Ebû Hafs-ı Haddâd ( radıyallahü anh ), talebesi Muhammed Mürteiş’e ( radıyallahü anh ) seyahat etmesini söylemişti. O da, hocasının bu arzusuna uygun olarak, ilim öğrenmek için her sene yüzlerce kilometre yol yürür, uğradığı bir şehirde on günden fazla kalmazdı. Bir gün Rakka’ya geldi. İbrâhim-i Kassâr, kendisine bir tabakta üzüm ve ekmek gönderdi. Verilen hediyelere karşı, hediye ile cevap verdiği için kaftanını sattı, İbrâhîm-i Kassâr’a ba’zı hediyeler alıp gönderdi.

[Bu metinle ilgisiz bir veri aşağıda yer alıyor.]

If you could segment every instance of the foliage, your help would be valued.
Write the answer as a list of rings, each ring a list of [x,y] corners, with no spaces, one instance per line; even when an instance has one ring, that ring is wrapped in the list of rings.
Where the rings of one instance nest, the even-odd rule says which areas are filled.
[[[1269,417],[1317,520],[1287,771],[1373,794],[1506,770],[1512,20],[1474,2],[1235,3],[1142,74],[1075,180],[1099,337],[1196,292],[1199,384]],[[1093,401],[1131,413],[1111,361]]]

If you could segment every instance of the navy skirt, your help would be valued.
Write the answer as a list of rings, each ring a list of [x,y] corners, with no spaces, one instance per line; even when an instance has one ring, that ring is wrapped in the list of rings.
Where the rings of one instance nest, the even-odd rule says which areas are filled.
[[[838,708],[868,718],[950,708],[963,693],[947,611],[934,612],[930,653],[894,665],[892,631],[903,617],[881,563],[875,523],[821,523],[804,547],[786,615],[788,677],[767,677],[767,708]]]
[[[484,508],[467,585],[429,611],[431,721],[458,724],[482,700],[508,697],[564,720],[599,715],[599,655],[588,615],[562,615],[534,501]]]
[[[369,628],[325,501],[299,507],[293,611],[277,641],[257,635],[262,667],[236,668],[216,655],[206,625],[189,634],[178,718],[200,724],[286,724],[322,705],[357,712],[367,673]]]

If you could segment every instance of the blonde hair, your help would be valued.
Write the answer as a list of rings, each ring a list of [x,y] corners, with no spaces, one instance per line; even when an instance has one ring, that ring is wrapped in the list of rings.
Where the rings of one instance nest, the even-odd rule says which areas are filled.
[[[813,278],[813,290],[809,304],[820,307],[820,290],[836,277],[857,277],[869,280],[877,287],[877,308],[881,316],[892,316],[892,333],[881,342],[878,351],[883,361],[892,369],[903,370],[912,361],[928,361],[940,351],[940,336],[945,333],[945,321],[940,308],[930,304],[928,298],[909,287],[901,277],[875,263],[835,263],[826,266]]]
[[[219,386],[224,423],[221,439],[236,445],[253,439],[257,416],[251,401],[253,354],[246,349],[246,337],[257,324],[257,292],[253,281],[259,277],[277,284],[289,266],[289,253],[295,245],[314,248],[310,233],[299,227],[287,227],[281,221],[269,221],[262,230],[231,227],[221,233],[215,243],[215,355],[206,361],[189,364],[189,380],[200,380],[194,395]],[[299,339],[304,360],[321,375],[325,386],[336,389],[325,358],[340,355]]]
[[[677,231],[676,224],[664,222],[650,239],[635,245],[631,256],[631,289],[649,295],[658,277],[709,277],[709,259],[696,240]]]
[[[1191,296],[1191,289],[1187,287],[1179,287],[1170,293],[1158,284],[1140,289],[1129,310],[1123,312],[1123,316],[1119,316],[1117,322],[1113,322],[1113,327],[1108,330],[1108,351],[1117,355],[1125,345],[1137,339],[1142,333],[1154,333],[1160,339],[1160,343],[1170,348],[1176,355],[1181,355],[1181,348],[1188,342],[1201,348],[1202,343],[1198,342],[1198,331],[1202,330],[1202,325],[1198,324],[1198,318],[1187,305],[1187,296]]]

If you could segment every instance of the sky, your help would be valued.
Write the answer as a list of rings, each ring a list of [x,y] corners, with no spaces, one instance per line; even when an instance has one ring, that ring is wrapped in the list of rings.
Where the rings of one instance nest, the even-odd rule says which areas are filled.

Sâlihlerden bir zât şöyle anlatıyor: Bağdâd’da bulunuyordum Hacca gitmek arzusunda idim. “Muhammed Mürteiş bana bir aba ve onbeş gümüş hediye etse, abayı giyerim, gümüşlerle de kova, ip ve nalın alırım. Yolda sıkıntı çekmem” diye düşündüm. O anda kapı çalındı. Açtım. Ebû Muhammed Mürteiş ( radıyallahü anh ) elinde bir aba ile karşımda duruyordu. Bana, abayı ve onbeş gümüş verip, “Bunları al!” buyurdu. Ben almak istemedim. “Al ve beni üzme. Bunlar senin istemiş olduğun şeylerdir” buyurdu.
Ebû Muhammed Mürteiş’e ( radıyallahü anh ) sordular: “Filân kimse su üzerinde yürüyor. Ne dersiniz?” “Allahü teâlânın yardımı ile nefsinin arzularına uymayan kimse, havada uçandan ve su üzerinde yürüyenden daha üstündür” buyurdu.

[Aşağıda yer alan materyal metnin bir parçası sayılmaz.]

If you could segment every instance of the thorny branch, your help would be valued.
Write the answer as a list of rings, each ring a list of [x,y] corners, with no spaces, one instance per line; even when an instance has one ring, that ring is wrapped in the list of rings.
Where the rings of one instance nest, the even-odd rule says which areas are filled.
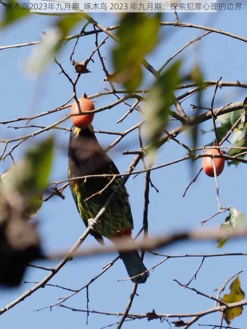
[[[243,41],[244,42],[247,42],[247,39],[245,38],[243,38],[243,37],[241,37],[240,36],[237,36],[236,35],[234,35],[233,34],[230,33],[229,32],[227,32],[226,31],[223,31],[222,30],[220,30],[217,29],[214,29],[210,27],[207,27],[203,26],[200,25],[197,25],[196,24],[192,24],[190,23],[184,23],[180,22],[178,18],[178,15],[177,14],[177,13],[175,12],[175,17],[176,17],[176,21],[174,22],[161,22],[160,23],[160,25],[161,26],[164,26],[167,25],[173,25],[174,26],[176,27],[189,27],[192,28],[195,28],[197,29],[202,29],[205,30],[207,32],[206,33],[205,33],[204,34],[198,38],[194,39],[193,40],[192,40],[190,41],[187,44],[183,47],[180,50],[178,51],[174,55],[173,55],[165,63],[162,65],[162,66],[160,67],[160,69],[158,71],[156,71],[154,68],[150,64],[148,63],[145,60],[144,60],[143,61],[143,63],[144,66],[145,68],[147,69],[148,70],[149,70],[156,78],[158,77],[159,76],[160,74],[163,70],[163,69],[164,68],[164,67],[166,66],[166,65],[169,63],[172,60],[173,60],[176,56],[180,53],[182,50],[184,49],[185,49],[190,44],[195,42],[201,40],[201,38],[211,33],[212,32],[214,33],[218,33],[233,38],[235,39],[238,39],[239,40]],[[104,43],[105,43],[105,40],[108,37],[108,36],[110,37],[113,39],[115,41],[117,42],[119,42],[118,38],[118,37],[114,33],[113,33],[111,32],[112,30],[115,30],[117,29],[118,28],[118,26],[116,25],[110,27],[108,28],[105,28],[100,23],[96,22],[96,21],[93,19],[91,17],[89,17],[89,16],[88,16],[88,22],[85,24],[84,26],[83,27],[83,28],[81,31],[80,33],[78,34],[75,35],[73,36],[71,36],[67,37],[65,38],[65,39],[67,41],[69,41],[69,40],[71,40],[74,38],[76,38],[76,41],[74,46],[72,49],[72,52],[71,53],[70,59],[70,61],[72,60],[72,56],[73,56],[75,47],[77,44],[79,39],[80,38],[84,37],[86,35],[88,35],[92,34],[95,34],[96,37],[96,41],[95,41],[95,45],[96,47],[96,49],[92,52],[91,55],[90,57],[88,58],[88,60],[89,61],[89,60],[92,58],[92,57],[93,55],[97,51],[97,53],[98,54],[102,66],[102,69],[104,71],[104,72],[107,78],[108,75],[109,75],[109,72],[106,69],[105,64],[104,63],[104,61],[103,60],[103,57],[101,56],[100,53],[99,51],[100,47]],[[93,30],[92,30],[90,31],[85,31],[85,29],[86,27],[90,23],[92,23],[93,27]],[[98,28],[98,29],[96,29],[96,27],[97,27]],[[103,41],[99,45],[98,42],[98,34],[99,33],[103,32],[104,33],[107,35],[107,36],[103,40]],[[16,45],[11,45],[9,46],[2,46],[0,47],[0,50],[3,50],[4,49],[6,49],[7,48],[15,48],[15,47],[19,47],[23,46],[27,46],[28,45],[33,45],[37,44],[41,42],[41,41],[33,41],[28,43],[25,43],[20,44],[16,44]],[[79,74],[77,75],[77,77],[76,78],[74,81],[73,81],[71,78],[66,73],[64,69],[63,68],[62,65],[61,64],[59,63],[56,60],[56,59],[55,60],[55,62],[58,64],[59,67],[60,67],[61,71],[60,73],[62,73],[65,75],[65,76],[68,79],[70,83],[72,84],[72,88],[73,88],[73,92],[72,95],[69,98],[68,100],[64,104],[62,105],[61,106],[58,107],[54,109],[51,110],[49,110],[46,111],[46,112],[43,112],[39,114],[36,114],[34,115],[33,115],[29,116],[27,116],[22,117],[18,117],[16,118],[15,119],[13,120],[9,120],[8,121],[3,121],[0,122],[0,124],[5,124],[7,123],[10,123],[11,122],[16,122],[22,120],[26,120],[27,121],[27,124],[28,124],[28,123],[30,121],[32,120],[33,119],[37,118],[39,117],[40,117],[41,116],[46,115],[48,114],[50,114],[52,113],[54,113],[56,112],[60,111],[63,109],[68,108],[71,106],[71,105],[68,104],[68,103],[71,101],[74,98],[75,101],[78,103],[78,101],[76,96],[76,86],[77,82],[79,80],[79,79],[80,77],[80,74]],[[169,139],[171,139],[173,140],[174,140],[176,142],[177,142],[179,145],[180,145],[182,147],[185,148],[187,151],[188,151],[189,153],[189,155],[188,156],[184,157],[183,158],[181,159],[178,159],[177,160],[175,160],[173,161],[171,161],[169,163],[167,163],[166,164],[163,164],[158,166],[156,166],[154,167],[152,167],[151,168],[149,168],[147,169],[146,167],[145,168],[145,169],[143,170],[140,170],[139,171],[136,171],[134,172],[131,172],[134,170],[135,166],[140,161],[140,160],[142,159],[143,161],[144,157],[146,155],[145,154],[145,151],[146,150],[146,149],[147,148],[147,146],[143,147],[142,145],[140,145],[140,149],[139,150],[137,151],[135,151],[135,153],[134,152],[131,152],[131,151],[127,151],[125,153],[125,154],[130,154],[132,153],[133,154],[136,154],[137,155],[135,156],[132,161],[128,169],[127,170],[126,173],[125,174],[119,174],[119,175],[112,175],[112,178],[111,180],[110,181],[110,182],[102,190],[101,190],[98,191],[97,193],[95,193],[89,197],[89,198],[87,198],[86,199],[86,200],[88,200],[89,199],[92,197],[96,194],[100,194],[101,193],[103,190],[104,190],[106,189],[110,185],[111,182],[113,181],[113,180],[117,176],[123,176],[123,178],[122,180],[122,184],[123,185],[126,182],[127,179],[129,177],[130,175],[131,174],[135,174],[136,175],[137,174],[138,174],[139,173],[142,173],[146,172],[146,177],[145,180],[145,196],[144,196],[144,209],[143,212],[143,227],[141,229],[140,232],[138,233],[137,236],[138,236],[140,234],[141,232],[143,230],[144,230],[144,238],[143,240],[140,242],[137,242],[137,245],[135,245],[134,247],[133,246],[134,245],[133,244],[133,242],[132,241],[130,241],[129,243],[127,245],[126,243],[126,240],[124,241],[124,243],[123,242],[121,244],[121,241],[119,241],[118,246],[119,247],[119,249],[120,250],[132,250],[131,248],[136,248],[137,245],[138,247],[139,247],[142,249],[142,257],[143,258],[143,257],[144,255],[144,251],[145,250],[148,250],[150,251],[151,252],[153,253],[155,255],[161,255],[160,254],[158,254],[157,253],[154,253],[152,251],[152,250],[153,249],[157,247],[160,247],[161,246],[167,245],[170,243],[175,242],[177,241],[179,241],[181,240],[200,240],[201,239],[219,239],[221,238],[222,239],[224,237],[245,237],[246,235],[247,235],[247,231],[246,228],[243,229],[241,230],[241,231],[238,231],[237,230],[234,231],[234,232],[231,232],[230,233],[229,232],[219,232],[218,231],[216,232],[216,231],[210,231],[207,232],[202,232],[200,231],[200,232],[182,232],[180,233],[175,233],[173,235],[171,235],[170,236],[166,236],[164,235],[162,237],[156,237],[155,239],[152,239],[151,238],[151,239],[148,239],[148,204],[149,202],[149,184],[150,182],[151,183],[151,181],[150,179],[150,175],[151,171],[151,170],[156,170],[160,168],[162,168],[164,167],[165,166],[167,166],[168,165],[170,165],[172,164],[174,164],[175,163],[177,163],[179,162],[188,160],[189,159],[191,159],[192,157],[192,155],[191,153],[191,152],[192,151],[195,150],[199,150],[200,149],[203,149],[204,150],[205,148],[206,148],[204,147],[202,147],[201,148],[198,148],[196,150],[191,150],[189,147],[187,146],[185,144],[176,138],[177,136],[180,133],[184,131],[186,129],[187,129],[189,127],[191,127],[193,125],[195,124],[198,124],[199,123],[201,122],[203,122],[206,121],[206,120],[210,119],[210,118],[212,118],[213,119],[213,123],[214,125],[214,129],[215,135],[215,138],[216,140],[216,145],[215,146],[214,146],[213,147],[219,148],[220,147],[221,147],[222,148],[234,148],[231,146],[222,146],[222,144],[226,140],[227,140],[230,136],[231,134],[233,132],[234,130],[234,129],[237,126],[237,125],[239,123],[241,122],[241,117],[240,117],[237,120],[237,121],[235,122],[235,123],[233,125],[231,129],[229,131],[228,133],[226,134],[225,137],[220,142],[219,142],[219,141],[218,139],[218,137],[217,136],[217,131],[216,131],[216,127],[215,124],[215,120],[217,116],[219,115],[224,114],[225,113],[228,113],[234,111],[236,111],[237,110],[239,109],[240,109],[242,108],[243,106],[243,103],[242,102],[238,102],[236,103],[233,103],[233,104],[232,104],[231,103],[230,103],[227,104],[227,105],[225,106],[219,108],[218,109],[213,109],[213,105],[214,102],[214,98],[215,96],[215,95],[217,89],[218,87],[219,87],[220,88],[221,88],[223,87],[240,87],[244,88],[247,88],[247,84],[245,84],[243,83],[240,83],[239,81],[237,81],[236,82],[224,82],[221,81],[221,78],[217,81],[205,81],[203,83],[203,88],[204,89],[206,89],[209,87],[213,87],[213,86],[215,86],[215,89],[214,90],[214,92],[213,94],[213,97],[212,99],[212,101],[211,102],[211,107],[209,109],[209,111],[207,112],[206,112],[204,113],[203,114],[201,114],[199,116],[197,117],[190,117],[187,116],[187,114],[185,114],[183,109],[181,105],[181,102],[184,101],[187,97],[190,97],[190,96],[195,94],[195,93],[198,92],[199,90],[199,87],[197,86],[196,84],[194,83],[191,83],[191,84],[187,84],[186,85],[184,85],[179,86],[178,88],[178,89],[183,89],[185,88],[189,88],[192,87],[195,87],[194,89],[191,89],[191,90],[189,90],[186,92],[180,95],[178,97],[176,97],[175,96],[174,96],[174,103],[176,107],[177,111],[178,113],[178,115],[177,114],[177,117],[178,118],[178,119],[180,120],[180,121],[182,123],[182,124],[180,126],[177,127],[177,128],[174,128],[171,131],[168,132],[167,131],[165,131],[165,135],[163,136],[161,138],[160,140],[160,145],[159,146],[161,146],[163,145],[164,143],[165,143],[166,141],[169,140]],[[118,105],[119,104],[121,104],[122,103],[123,103],[124,104],[126,104],[128,106],[129,106],[130,108],[129,110],[129,111],[124,114],[123,116],[119,120],[117,121],[118,123],[122,122],[123,120],[129,114],[131,114],[132,112],[136,108],[138,107],[140,105],[141,102],[142,100],[144,100],[144,95],[145,93],[148,92],[148,90],[136,90],[135,92],[133,92],[132,94],[127,93],[126,93],[126,91],[125,90],[116,90],[115,88],[112,84],[112,83],[109,82],[111,89],[112,91],[108,91],[106,92],[99,92],[97,93],[96,93],[94,94],[94,95],[91,95],[88,97],[88,98],[90,99],[92,99],[96,97],[97,97],[100,96],[103,96],[106,95],[114,95],[117,97],[118,98],[118,99],[117,101],[113,102],[112,103],[109,104],[107,105],[106,105],[100,108],[99,108],[98,109],[96,109],[93,111],[91,111],[90,112],[91,114],[92,113],[96,113],[99,112],[100,112],[102,111],[104,111],[107,110],[109,109],[112,108],[115,106]],[[142,96],[140,96],[138,94],[138,93],[142,93]],[[117,94],[121,94],[123,93],[125,94],[122,97],[120,97],[117,95]],[[135,98],[136,100],[135,101],[133,105],[131,106],[129,104],[126,103],[125,102],[125,101],[128,99],[131,98]],[[85,114],[88,113],[87,112],[85,113]],[[17,138],[16,138],[10,139],[4,139],[0,140],[0,142],[4,143],[4,146],[3,147],[3,149],[1,154],[1,156],[0,156],[0,161],[1,160],[4,160],[6,158],[6,157],[8,156],[9,156],[11,157],[14,163],[14,158],[12,156],[12,152],[18,147],[19,145],[22,144],[23,142],[25,141],[27,139],[29,139],[31,137],[33,137],[34,136],[39,135],[40,134],[43,133],[43,132],[47,132],[49,130],[51,129],[55,129],[59,130],[65,130],[66,131],[69,130],[69,129],[68,128],[64,128],[62,127],[60,127],[59,126],[58,126],[58,125],[60,123],[62,123],[64,121],[65,121],[67,119],[70,117],[71,115],[70,114],[67,114],[65,116],[60,119],[60,120],[57,121],[56,122],[55,122],[54,123],[50,125],[47,127],[44,127],[43,126],[40,126],[37,125],[32,125],[31,126],[26,126],[25,127],[36,127],[41,128],[40,130],[37,131],[35,132],[34,132],[32,133],[32,134],[29,134],[24,136],[21,137],[20,137]],[[139,130],[140,129],[140,128],[144,124],[144,122],[143,121],[141,121],[139,122],[138,123],[133,126],[132,127],[130,128],[129,128],[123,132],[103,132],[100,131],[96,131],[95,132],[98,133],[103,133],[108,134],[116,134],[119,135],[119,137],[118,137],[105,150],[106,151],[108,151],[114,146],[116,146],[116,145],[118,144],[120,141],[122,140],[122,139],[127,135],[131,132],[132,131],[133,131],[134,130],[136,129],[138,129]],[[185,123],[186,123],[186,124],[185,124]],[[189,125],[188,125],[188,124],[189,123]],[[20,128],[24,128],[24,127],[14,127],[13,128],[15,128],[16,129],[19,129]],[[6,153],[6,152],[7,149],[7,147],[10,143],[12,143],[15,141],[18,141],[17,143],[14,146],[13,146],[12,148],[10,149],[10,150],[7,153]],[[235,148],[238,148],[239,149],[241,150],[244,149],[244,147],[235,147]],[[214,167],[214,176],[215,179],[215,184],[216,188],[216,193],[217,193],[217,201],[218,204],[218,211],[216,214],[213,215],[211,217],[208,218],[205,221],[202,222],[202,223],[203,223],[204,222],[207,221],[209,220],[210,218],[212,218],[213,217],[217,215],[219,213],[221,213],[224,212],[224,211],[226,211],[228,210],[226,208],[223,208],[222,207],[219,201],[219,186],[218,183],[218,181],[217,180],[216,173],[216,168],[215,167],[215,164],[214,163],[215,158],[217,157],[218,156],[219,157],[222,157],[228,160],[237,160],[237,161],[239,161],[240,162],[241,162],[243,163],[247,163],[247,161],[245,160],[244,159],[242,159],[240,158],[239,158],[239,156],[241,156],[241,155],[245,154],[247,152],[242,152],[241,153],[237,154],[236,155],[234,156],[233,157],[230,157],[227,155],[222,155],[219,154],[218,156],[213,156],[212,157],[213,160],[213,163]],[[205,155],[204,154],[197,154],[195,156],[193,156],[193,160],[196,160],[197,159],[203,157],[203,156],[205,156]],[[190,184],[186,187],[185,188],[185,191],[183,195],[184,196],[188,190],[188,189],[189,187],[189,186],[191,185],[192,183],[195,181],[197,179],[198,175],[200,174],[200,172],[202,170],[202,168],[201,168],[199,171],[199,172],[197,173],[196,176],[194,177],[192,181],[190,183]],[[97,177],[99,177],[101,175],[88,175],[87,176],[84,176],[84,177],[95,177],[96,176]],[[107,176],[107,175],[102,175],[104,176]],[[109,176],[110,176],[109,175]],[[81,178],[82,177],[80,177]],[[73,179],[76,179],[78,178],[76,178]],[[64,184],[61,187],[59,188],[57,188],[57,185],[61,183],[66,183],[66,184]],[[52,183],[53,184],[55,184],[55,187],[53,189],[53,190],[52,192],[46,198],[44,199],[43,201],[46,201],[48,199],[49,199],[52,196],[54,195],[56,195],[60,196],[63,199],[64,198],[64,196],[63,194],[63,192],[65,188],[66,188],[68,186],[69,184],[69,183],[68,181],[68,180],[61,181],[59,182],[57,182],[54,183]],[[111,202],[114,196],[114,192],[113,192],[110,198],[108,199],[108,200],[106,203],[106,204],[105,205],[104,207],[101,209],[101,210],[99,212],[98,215],[95,218],[95,221],[96,222],[97,221],[99,220],[99,219],[100,218],[101,216],[102,216],[102,214],[105,211],[105,208],[106,208],[108,205],[109,205],[109,203]],[[42,266],[36,266],[30,265],[29,266],[32,267],[37,267],[40,268],[40,269],[43,269],[45,270],[49,270],[50,271],[50,272],[49,274],[46,276],[42,280],[40,281],[40,282],[38,283],[36,283],[35,286],[31,288],[30,290],[27,291],[26,291],[24,294],[20,296],[18,298],[16,299],[15,300],[12,302],[12,303],[10,303],[8,305],[7,305],[4,308],[1,310],[0,310],[0,315],[2,314],[3,313],[6,312],[9,309],[13,307],[15,305],[18,304],[20,302],[23,300],[24,299],[25,299],[28,296],[30,296],[31,294],[32,294],[34,292],[36,291],[36,290],[38,290],[40,288],[43,288],[45,286],[54,286],[57,287],[60,289],[65,289],[65,290],[69,290],[69,291],[71,291],[72,293],[70,295],[68,296],[65,297],[62,297],[60,299],[61,300],[59,302],[56,304],[54,304],[53,305],[50,305],[49,306],[46,307],[45,307],[43,308],[43,309],[43,309],[46,308],[47,307],[49,307],[51,309],[51,307],[55,306],[59,306],[61,307],[62,307],[68,309],[70,309],[73,311],[81,311],[83,312],[86,312],[87,314],[87,320],[88,318],[90,313],[98,313],[100,314],[104,314],[107,315],[117,315],[118,316],[120,315],[122,315],[122,317],[120,320],[120,321],[117,322],[115,324],[113,324],[112,325],[110,325],[108,326],[110,326],[111,325],[113,325],[114,324],[118,324],[118,325],[117,327],[118,329],[119,329],[121,327],[122,325],[123,324],[123,322],[126,321],[128,320],[135,320],[136,319],[141,319],[144,318],[147,318],[149,320],[150,319],[153,319],[154,318],[159,318],[161,320],[161,319],[166,319],[165,318],[167,318],[169,317],[178,317],[179,318],[183,317],[192,317],[192,318],[191,319],[189,320],[188,322],[186,323],[185,323],[185,326],[184,328],[184,329],[186,328],[188,328],[192,324],[195,323],[196,322],[200,317],[204,315],[206,315],[208,314],[210,314],[211,313],[213,313],[215,312],[224,312],[224,311],[225,311],[226,309],[228,309],[230,308],[232,308],[234,307],[236,307],[237,306],[244,306],[247,305],[247,301],[242,301],[240,302],[239,302],[238,303],[234,303],[233,304],[227,304],[226,303],[223,303],[221,302],[219,298],[220,298],[220,293],[222,292],[224,290],[225,288],[226,287],[226,284],[231,280],[233,278],[234,276],[237,275],[239,273],[241,273],[242,271],[239,271],[237,273],[234,274],[234,275],[231,278],[228,279],[227,280],[226,282],[224,285],[222,286],[221,288],[218,291],[217,294],[217,295],[216,298],[210,295],[207,295],[206,294],[204,294],[204,293],[202,293],[200,291],[199,291],[195,289],[194,288],[191,288],[188,287],[189,285],[191,282],[192,281],[194,278],[195,278],[195,279],[196,277],[197,274],[198,274],[199,270],[200,270],[202,266],[202,265],[205,260],[207,257],[219,257],[221,256],[237,256],[237,255],[245,255],[245,254],[241,253],[229,253],[228,254],[215,254],[215,255],[178,255],[177,256],[165,256],[162,255],[164,256],[165,258],[164,259],[162,260],[161,262],[159,262],[158,264],[156,264],[154,265],[152,267],[151,267],[151,269],[152,269],[155,268],[156,266],[158,266],[159,265],[163,263],[164,261],[165,261],[167,260],[170,258],[178,258],[180,257],[202,257],[202,260],[201,264],[201,265],[199,267],[198,269],[197,270],[195,273],[192,277],[191,280],[190,281],[187,283],[186,285],[182,285],[180,283],[178,282],[178,281],[177,281],[178,284],[181,286],[182,286],[184,287],[185,288],[187,288],[187,289],[189,289],[190,290],[193,290],[196,292],[197,293],[198,293],[204,296],[205,297],[206,297],[207,298],[210,298],[210,299],[212,299],[214,300],[215,301],[214,305],[214,307],[212,308],[211,309],[209,310],[206,310],[204,311],[201,312],[200,313],[194,313],[191,314],[157,314],[155,313],[154,310],[153,310],[153,312],[149,313],[147,313],[145,315],[136,315],[136,314],[129,314],[129,311],[130,307],[131,305],[132,302],[133,301],[134,298],[136,294],[136,290],[137,288],[137,285],[136,284],[135,284],[134,285],[133,288],[131,291],[131,293],[130,294],[130,296],[129,299],[127,304],[126,309],[124,312],[123,313],[107,313],[102,312],[100,312],[99,311],[89,311],[88,309],[88,302],[89,301],[89,294],[88,294],[88,287],[90,284],[92,283],[95,280],[96,280],[97,278],[98,278],[99,276],[101,275],[103,273],[104,273],[106,270],[107,270],[110,267],[111,267],[115,262],[118,259],[119,257],[117,257],[115,260],[113,261],[107,265],[102,269],[102,270],[98,274],[95,276],[93,279],[91,279],[91,280],[89,281],[88,283],[86,285],[84,285],[83,287],[77,290],[74,290],[72,289],[70,289],[69,288],[67,288],[64,287],[63,287],[62,286],[58,286],[57,285],[53,285],[47,283],[47,282],[49,281],[49,280],[55,275],[60,270],[60,269],[64,266],[64,265],[69,261],[71,259],[71,257],[72,256],[82,256],[85,255],[92,255],[95,254],[97,253],[102,253],[104,252],[111,252],[115,250],[112,247],[106,247],[104,248],[101,248],[100,249],[99,248],[95,248],[94,249],[93,248],[92,249],[91,248],[90,250],[85,250],[83,251],[82,251],[80,252],[76,253],[76,251],[77,250],[78,248],[80,245],[83,243],[85,239],[86,238],[87,236],[90,233],[90,229],[89,228],[87,228],[85,231],[82,234],[80,237],[79,239],[77,240],[76,242],[75,243],[75,244],[73,246],[69,252],[69,253],[67,253],[65,255],[62,255],[61,254],[59,255],[58,256],[57,255],[55,255],[55,256],[52,256],[50,258],[56,258],[57,257],[60,257],[61,256],[64,256],[63,259],[62,260],[61,262],[54,268],[46,268]],[[121,249],[122,248],[122,249]],[[142,273],[141,275],[143,274]],[[176,281],[176,280],[175,280]],[[26,283],[30,283],[26,282]],[[77,293],[79,291],[81,291],[82,290],[86,288],[87,290],[87,310],[80,310],[78,309],[73,309],[72,308],[69,308],[68,307],[62,304],[63,302],[64,302],[66,300],[67,300],[70,297],[72,297],[72,296],[74,295],[76,293]],[[220,304],[220,306],[217,306],[217,303],[219,303]],[[223,304],[223,305],[222,305]],[[39,311],[40,310],[37,310]],[[152,316],[152,317],[151,317]],[[221,325],[220,326],[221,327],[222,327],[222,322],[221,323]],[[207,325],[208,326],[213,326],[212,325]],[[216,327],[217,326],[219,327],[220,326],[214,326],[214,327]],[[228,327],[228,328],[230,328],[230,327]]]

Kendisinden nasîhat istiyenlere “Size nasîhat vermeye benden daha münâsib ve benden daha hayırlı olanlara gidiniz. Böylece beni de, sizlerden çok daha hayırlı olan Rabbimle beraber bırakmış olursunuz ve ben de hep O’nunla meşgûl olurum” buyurdu.
Bir sene Ramazân-ı şerîfin son on günü câmide i’tikâfa başladı. Bir kaç gün sonra i’tikâfı bırakıp dışarı çıktı. Sebebini soranlara “Ba’zı kimselerin riya ile gösteriş ile ibâdet yaptıklarını, Kur’ân-ı kerîm okuduklarını gördüm. Onlara gelecek olan belânın içinde bulunmamak için, korkup dışarı çıktım,” buyurdu.
Vefâtı yaklaşıp hastalığı artınca yanında bulunanlara, on dirhem borcu olduğunu, elbiselerini satmak sûretiyle bu borcunu ödemelerini vasıyyet etti ve buyurdu ki, “Allahü teâlâya bana şu üç şeyi nasîb etmesi için duâ etmiştim: Birincisi, hiç bir dünyalığa sahip olmayarak, fakîrlik içerisinde vefât etmem, ikincisi; Şunûziyye mescidinde vefât etmem ve üçüncüsü de vefâtım esnasında, yanımda Allahü teâlânın kendilerini sevdiği kimselerin bulunması. Elhamdülillah şu anda bunların üçü de var” buyurdu ve biraz sonra rûhunu teslim etti.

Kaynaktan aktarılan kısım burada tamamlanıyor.